Евдокия присела и сдавила голову руками. Спокойно. Вот появится проводник, и ему можно будет перепоручить это недоразумение… в конце концов, Аполлон взрослый уже… и что с ним случится?
Что угодно.
Обманут.
Ограбят.
А Евдокию потом совесть замучит… но не терпеть же его до самого Познаньска?
- А хочешь… - Аполлон протянул руку и погладил Евдокию по волосам. Ладонь его широкая была не особо чиста, и на волосах, кажется, остался карамельный сироп. - Хочешь, я тебе стихи почитаю?
- Про бабу?
- Про бабу… и про козу… ты не переживай, Евдокиюшка… вот доберемся мы до Познаньска…
…к следующему вечеру, когда Евдокия окончательно свихнется.
- …и найдем тебе жениха хорошего… доброго… а мне жену.
- Тоже добрую?
- Ага… она мне собаку завести разрешит.
- А может, ты домой вернешься? - робко предложила Евдокия. - Без жены. И просто собаку заведешь?
Аполлон вздохнул. По всему выходило, что жениться ему не так уж сильно хотелось.

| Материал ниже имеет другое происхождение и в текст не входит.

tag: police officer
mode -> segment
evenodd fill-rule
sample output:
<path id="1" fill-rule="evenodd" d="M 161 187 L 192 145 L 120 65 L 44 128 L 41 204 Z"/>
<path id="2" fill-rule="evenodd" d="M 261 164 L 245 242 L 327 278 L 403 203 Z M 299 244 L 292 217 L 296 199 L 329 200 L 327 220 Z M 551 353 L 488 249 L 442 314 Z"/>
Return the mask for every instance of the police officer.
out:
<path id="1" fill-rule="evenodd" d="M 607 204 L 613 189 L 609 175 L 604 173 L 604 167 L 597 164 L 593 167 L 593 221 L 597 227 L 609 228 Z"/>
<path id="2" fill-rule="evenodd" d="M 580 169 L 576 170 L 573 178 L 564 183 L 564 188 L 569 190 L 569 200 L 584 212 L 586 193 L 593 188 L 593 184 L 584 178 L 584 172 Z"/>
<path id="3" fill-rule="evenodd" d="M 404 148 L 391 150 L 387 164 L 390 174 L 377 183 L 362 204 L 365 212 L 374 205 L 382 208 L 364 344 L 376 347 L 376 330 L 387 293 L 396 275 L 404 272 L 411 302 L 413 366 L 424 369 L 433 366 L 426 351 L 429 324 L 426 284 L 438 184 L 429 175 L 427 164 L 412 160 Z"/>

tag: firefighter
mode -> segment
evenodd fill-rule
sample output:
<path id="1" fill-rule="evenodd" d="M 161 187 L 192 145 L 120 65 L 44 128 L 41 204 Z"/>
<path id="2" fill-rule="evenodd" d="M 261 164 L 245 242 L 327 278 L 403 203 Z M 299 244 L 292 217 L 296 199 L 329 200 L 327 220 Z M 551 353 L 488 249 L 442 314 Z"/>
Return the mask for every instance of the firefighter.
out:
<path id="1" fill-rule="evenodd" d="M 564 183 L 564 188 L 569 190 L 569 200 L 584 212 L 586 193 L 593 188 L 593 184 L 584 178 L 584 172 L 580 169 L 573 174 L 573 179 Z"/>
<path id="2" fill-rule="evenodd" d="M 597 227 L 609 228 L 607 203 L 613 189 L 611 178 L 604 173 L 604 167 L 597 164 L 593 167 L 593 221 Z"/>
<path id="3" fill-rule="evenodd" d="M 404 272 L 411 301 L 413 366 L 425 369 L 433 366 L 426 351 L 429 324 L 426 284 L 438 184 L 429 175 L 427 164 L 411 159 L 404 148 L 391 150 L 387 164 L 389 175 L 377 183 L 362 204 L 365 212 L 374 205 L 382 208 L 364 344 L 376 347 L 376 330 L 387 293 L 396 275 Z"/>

- Не, - ответил он, подпирая щеку пудовым кулаком, - не выйдет. Мама сказала, что сначала надо жену завести, а потом уже собаку.
А маму он слушать привык.
И Евдокия, обняв портфель, в котором лежали документы, более не казавшиеся столь уж важными, закрыла глаза. Все наладится… непременно наладится… в конце концов, было бы из-за чего в панику впадать… это ж не пожар на прядильной фабрике, только-только отстроенной… и не мор, который на овец напал, отчего цены на шерсть выросли втрое… и даже не падение акций компании "Сильвестров и сыновья" на третий день после того, как Евдокия в оные акции четвертую часть свободного капитала перевела.
…подумаешь, жених…
…куда-нибудь да исчезнет.
Но Аполлон исчезать не собирался, он сопел, грыз петушка и собственные ногти, а еще время от времени порывался читать стихи:
- У бабы Зины жопа с две корзины! - громко, вдохновенно декламировал Аполлон и от избытка эмоций, должно быть, стучал могучим кулаком по могучей же груди. Звук получался гулким, громким. - У бабы Нади рожа в шоколаде…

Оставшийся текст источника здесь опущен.